Better, How can I convert one column into both Dates and Times (in the posix format) without 2 calls or with some sort of optional parameter in the format string? (or is this even possible?).
This is a sample of the dates and times. I can't share the real file, 1 it's huge, 2 it's PII.
Id,In,Out
1,8/15/2015 8:00,8/15/2015 17:00
1,8/16/2015 8:04,8/16/2015
1,8/17/2015 8:50,8/17/2015 18:00
1,8/18/2015,8/18/2015 17:00
2,8/15/2015,8/15/2015 13:00
2,8/16/2015 8:00,8/16/2015 17:00
3,8/15/2015 4:00,8/15/2015 11:00
3,8/16/2015 9:00,8/16/2015 19:00
3,8/17/2015,8/17/2015 17:00
3,,
4,,
4,8/16/2015 6:00,8/16/2015 20:00
DF <- read.table(text = "Id,In,Out
1,8/15/2015 8:00,8/15/2015 17:00
1,8/16/2015 8:04,8/16/2015
1,8/17/2015 8:50,8/17/2015 18:00
1,8/18/2015,8/18/2015 17:00
2,8/15/2015,8/15/2015 13:00
2,8/16/2015 8:00,8/16/2015 17:00
3,8/15/2015 4:00,8/15/2015 11:00
3,8/16/2015 9:00,8/16/2015 19:00
3,8/17/2015,8/17/2015 17:00", header = TRUE, sep = ",",
stringsAsFactors = FALSE) #set this option during import
DF$In[nchar(DF$In) < 13] <- paste(DF$In[nchar(DF$In) < 13], "0:00")
DF$Out[nchar(DF$Out) < 13] <- paste(DF$Out[nchar(DF$Out) < 13], "0:00")
DF$In <- as.POSIXct(DF$In, format = "%m/%d/%Y %H:%M", tz = "GMT")
DF$Out <- as.POSIXct(DF$Out, format = "%m/%d/%Y %H:%M", tz = "GMT")
# Id In Out
#1 1 2015-08-15 08:00:00 2015-08-15 17:00:00
#2 1 2015-08-16 08:04:00 2015-08-16 00:00:00
#3 1 2015-08-17 08:50:00 2015-08-17 18:00:00
#4 1 2015-08-18 00:00:00 2015-08-18 17:00:00
#5 2 2015-08-15 00:00:00 2015-08-15 13:00:00
#6 2 2015-08-16 08:00:00 2015-08-16 17:00:00
#7 3 2015-08-15 04:00:00 2015-08-15 11:00:00
#8 3 2015-08-16 09:00:00 2015-08-16 19:00:00
#9 3 2015-08-17 00:00:00 2015-08-17 17:00:00
na.omit doesn't work with POSIXlt objects because it is documented to "handle vectors, matrices and data frames comprising vectors and matrices (only)." (see help("na.omit")). And in the strict sense, POSIXlt objects are not vectors:
unclass(as.POSIXlt(DF$In))
#$sec
#[1] 0 0 0 0 0 0 0 0 0
#
#$min
#[1] 0 4 50 0 0 0 0 0 0
#
#$hour
#[1] 8 8 8 0 0 8 4 9 0
#
#$mday
#[1] 15 16 17 18 15 16 15 16 17
#
#$mon
#[1] 7 7 7 7 7 7 7 7 7
#
#$year
#[1] 115 115 115 115 115 115 115 115 115
#
#$wday
#[1] 6 0 1 2 6 0 6 0 1
#
#$yday
#[1] 226 227 228 229 226 227 226 227 228
#
#$isdst
#[1] 0 0 0 0 0 0 0 0 0
#
#attr(,"tzone")
#[1] "GMT"
There is hardly any reason to prefer POSIXlt over POSIXct (which is an integer giving the number of seconds since the origin internally and thus needs less memory).
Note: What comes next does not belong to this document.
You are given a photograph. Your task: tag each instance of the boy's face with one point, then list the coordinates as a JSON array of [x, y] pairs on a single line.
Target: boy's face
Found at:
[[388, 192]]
You've been given a couple of strategies that bring these character values in and process "in-place". I almost never use as.POSIXlt since there are so many pitfalls in dealing with the list-in-list structures that it returns, especially considering its effective incompatibility with dataframes. Here's a method that does the testing and coercion at the read.-level by defining an as-method:
setOldClass("inTime", prototype="POSIXct")
setAs("character", "inTime",
function(from) structure( ifelse( is.na(as.POSIXct(from, format="%m/%d/%Y %H:%M") ),
as.POSIXct(from, format="%m/%d/%Y") ,
as.POSIXct(from, format="%m/%d/%Y %H:%M") ),
class="POSIXct" ) )
read.csv(text=txt, colClasses=c("numeric", 'inTime','inTime') )
Id In Out
1 1 2015-08-15 08:00:00 2015-08-15 17:00:00
2 1 2015-08-16 08:04:00 2015-08-16 00:00:00
3 1 2015-08-17 08:50:00 2015-08-17 18:00:00
4 1 2015-08-18 00:00:00 2015-08-18 17:00:00
5 2 2015-08-15 00:00:00 2015-08-15 13:00:00
6 2 2015-08-16 08:00:00 2015-08-16 17:00:00
7 3 2015-08-15 04:00:00 2015-08-15 11:00:00
8 3 2015-08-16 09:00:00 2015-08-16 19:00:00
9 3 2015-08-17 00:00:00 2015-08-17 17:00:00
The structure "envelope" is needed because of the rather strange behavior of ifelse, which otherwise would return a numeric object rather than an object of class-'POSIXct'.